An off-campus lab would also be harder for students to get to, and limit access to other professors.
Hammer estimates he's already spent close to $100,000 packing up the lab. The sophisticated magnets are kept super-cold. Warming them to room temperature and moving them is a slow, methodical process.
Given all the trouble, Hammer wonders whether university officials were too hasty in shuttering the lab. Officials believe the site is a hazard for the duration of construction, Vice President for University Services Kathleen O'Brien says.
"The university believes it's prudent in managing our risk, but ensuring protection to our faculty, students and staff that they are not down in that area on a regular basis," O'Brien says.
An analysis by architects expected by the end of the year will have a recommendation of what to do with the building, according to O'Brien.
The collapse of the bridge has highlighted another potential liability for the university. The building that housed the MRI research was originally home to nuclear physics experiments using a massive machine called the Tandem Accelerator.
The 200-foot long, submarine-shaped device still resides behind four-foot thick walls designed to contain low levels of radiation. It once helped researchers understand nuclear structure. But it has stood mostly idle since the late 1970s.
Removing the accelerator could cost the university as much as $1 million. The bridge collapse provided what O'Brien calls an opportunity to decide the accelerator's fate.
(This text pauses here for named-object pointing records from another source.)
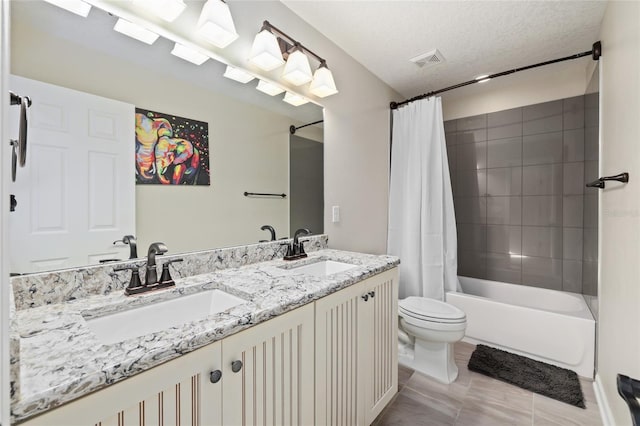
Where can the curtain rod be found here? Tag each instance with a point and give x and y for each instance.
(292, 128)
(595, 53)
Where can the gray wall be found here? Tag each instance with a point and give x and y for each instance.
(306, 184)
(521, 204)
"It was really a matter of convening people and having discussions that had been going on on a low-key basis, but really kind of called the question," says O'Brien.
The university is hoping to sell off the usable parts of the accelerator to those who operate any of the nine similar machines still working around the world.
One possible short-term use of the building is to lease it out to the construction company that's erecting the new bridge.
- Morning Edition, 11/01/2007, 7:20 a.m.